Herzog Heine Geduld, Inc.
- Type: Private company
- Industry: Financial services
- Founded: 1925
- Founder: Robert I. Herzog
- Defunct: 2000
- Fate: Acquired by Merrill Lynch
- Successor: Merrill Lynch
- Headquarters: Jersey City, New Jersey, United States
- Area served: United States
- Products: Stockbroker, bond trading, investment banking

= Herzog Heine Geduld, Inc. =

Herzog Heine Geduld was an American market making company that specialized in NASDAQ and OTC securities. It was one of the largest and most prominent market makers in the United States.

Herzog Heine Geduld was acquired by Merrill Lynch in 2000 for $968 million.

== History ==

===Founding and early history===
The firm of Parmer, Herzog & Chadwick was established by Robert I. Herzog in 1926 as a bond trading and brokerage company. The company suffered severe losses in the stock market crash of 1929 but stayed in business by trading in foreign bonds. Over the years, the firm evolved into Herzog Heine Geduld Inc., becoming a member of the New York Stock Exchange.
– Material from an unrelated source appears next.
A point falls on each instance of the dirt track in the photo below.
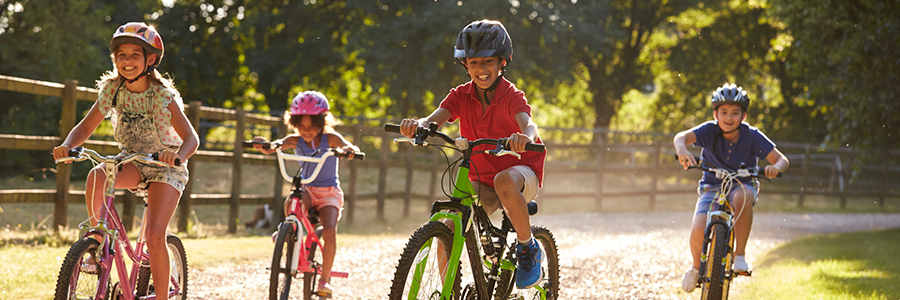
(602, 256)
===Acquisition by Merrill Lynch===
By 2000, the Nasdaq market, fueled by the Tech Bubble was booming and Herzog was the third largest market maker, with an eight percent market share.

After buying Herzog, Merrill increased its Nasdaq market-making from 650 stocks to 10,000, many of them not popular enough to be listed on the main Nasdaq market. It began trading thousands of smaller companies on Nasdaq's OTC Bulletin Board or via the Pink Sheets.